Après le dépôt de la plainte pénale le 13 mars dernier (Le Temps d'hier) par les communes argoviennes de Rheinfelden et d'Oftringen contre le conseiller d'Etat valaisan en charge des finances Wilhelm Schnyder, celui-ci se déclarait hier serein sur les reproches qui lui sont faits. Précisons que cet épisode judiciaire intervient dans le cadre de l'affaire Loèche-les-Bains: les deux communes créancières, ainsi que la Centrale d'émission des communes suisses (CECS), reprochent à l'Etat du Valais d'avoir manqué à son devoir de surveillance dans l'endettement et la faillite de la commune de Loèche-les-Bains.

Les deux communes dénoncent pénalement Wilhelm Schnyder pour gestion déloyale des intérêts publics et abus de fonction. C'est le juge d'instruction pénale du Valais central Jacques de Lavallaz qui est en charge du dossier. Elles reprochent à l'Etat du Valais d'avoir utilisé le fonds de péréquation intercommunal pour apporter un soutien à la CECS et d'avoir favorisé ainsi ce créancier au détriment des autres.

«En 1999 la CECS nous avait demandé un soutien pour survivre, explique le grand argentier valaisan. Nous avons constaté alors que le canton ne pouvait rien faire car cela aurait représenté une reconnaissance de dettes. Par contre nous avons proposé aux communes valaisannes de faire un geste envers la CECS, qui a engagé quelque 400 millions de francs en Valais. Lors d'une séance à Sierre avec les communes, une grande partie d'entre elles s'est montrée favorables et il n'y a pas eu d'opposition formelle. Si la CECS devait mettre la clef sous le paillasson, cela aurait impliqué un grand problème de refinancement pour de nombreuses communes.»

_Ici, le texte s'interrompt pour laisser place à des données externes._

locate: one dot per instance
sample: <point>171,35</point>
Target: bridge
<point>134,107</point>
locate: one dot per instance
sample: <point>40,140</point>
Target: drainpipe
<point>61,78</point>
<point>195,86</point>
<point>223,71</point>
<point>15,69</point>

Les communes valaisannes ont ainsi versé un million de francs à la CECS en 1999. Cette opération aurait dû en rester là. Mais en 2000, après les intempéries qui ont vu un important mouvement de solidarité de la Suisse envers le canton, le Conseil d'Etat a estimé qu'il serait néfaste pour l'image du canton de ne pas procéder à nouveau à cette aide. Les communes ont reçu à fin décembre une lettre du Département des finances leur expliquant la nécessité de refaire un geste. Aucune opposition formelle n'a été enregistrée.

Wilhelm Schnyder réfute également l'inégalité de traitement vis-à-vis des créanciers: «Ce qui me gêne plutôt c'est que les deux communes en question n'ont pas respecté les dispositions légales dans leur canton et l'élémentaire prudence dans l'octroi de crédits. Leur attitude révèle également la méconnaissance du geste fait par les communes valaisannes.»